Recent legislation has prompted colleges and universities to consider what it means to be gainfully employed. But they need not worry too much; the recent legislation is a toned-down version of what the Education Department originally attempted to pass.
Consumer advocates found it hard to hide their disappointment upon hearing of the watered-down rules for gainful employment.
Criticisms aside, however, the gainful employment rule, the Inside Higher Ed article reports, "represents a powerful and game-changing shift in how the federal government looks at higher education." Why? Because the agency has written into federal policy a direct attempt to measure the value of an academic program by "linking a measure of student expenditure (student loan debt burden) with an outcome measure (graduates' average income)."

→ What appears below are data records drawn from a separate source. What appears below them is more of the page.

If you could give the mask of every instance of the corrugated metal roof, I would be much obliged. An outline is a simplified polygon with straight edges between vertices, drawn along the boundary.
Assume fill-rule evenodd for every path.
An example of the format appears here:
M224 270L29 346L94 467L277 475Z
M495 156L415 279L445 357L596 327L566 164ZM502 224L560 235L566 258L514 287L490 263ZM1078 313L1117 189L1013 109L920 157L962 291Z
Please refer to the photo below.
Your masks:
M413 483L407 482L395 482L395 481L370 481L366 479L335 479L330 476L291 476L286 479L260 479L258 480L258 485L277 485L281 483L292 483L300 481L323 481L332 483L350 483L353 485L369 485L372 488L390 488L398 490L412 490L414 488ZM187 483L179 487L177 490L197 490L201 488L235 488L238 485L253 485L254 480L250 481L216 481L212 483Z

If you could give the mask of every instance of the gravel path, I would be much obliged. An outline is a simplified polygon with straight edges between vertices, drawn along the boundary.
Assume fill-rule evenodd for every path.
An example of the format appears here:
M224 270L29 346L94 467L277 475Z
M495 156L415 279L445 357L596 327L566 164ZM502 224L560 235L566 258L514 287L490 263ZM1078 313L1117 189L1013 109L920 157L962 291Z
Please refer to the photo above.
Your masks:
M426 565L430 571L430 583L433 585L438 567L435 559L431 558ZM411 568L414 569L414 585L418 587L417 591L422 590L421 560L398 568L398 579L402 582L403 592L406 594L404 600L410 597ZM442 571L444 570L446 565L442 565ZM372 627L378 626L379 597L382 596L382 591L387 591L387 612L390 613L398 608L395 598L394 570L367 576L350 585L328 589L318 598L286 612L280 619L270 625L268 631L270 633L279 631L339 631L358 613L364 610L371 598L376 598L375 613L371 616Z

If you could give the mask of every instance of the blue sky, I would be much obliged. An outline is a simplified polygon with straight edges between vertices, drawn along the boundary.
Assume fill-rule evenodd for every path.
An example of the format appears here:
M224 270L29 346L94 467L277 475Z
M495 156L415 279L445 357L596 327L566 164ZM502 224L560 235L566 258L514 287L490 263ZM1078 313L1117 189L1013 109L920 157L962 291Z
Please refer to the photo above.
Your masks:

The gainful employment rule is nothing new: It's been used for close to 40 years as a result of the Higher Education Act. Only recently has it been speculated that for-profit universities would be disproportionately hurt by the application of the gainful employment rule. But as it stands, the watered-down gainful employment rule has set the bar for full compliance so low that almost every school, not matter how seemingly corrupt, will be able to meet it.
Critics say that the for-profits would be "crazy" not to go along with the current gainful employment rule.
And it's only a matter of time before the gainful employment rule is extended to all colleges. In light of constantly increasing tuition, it only makes sense that colleges and universities should prove that their students receive a quality product for their money.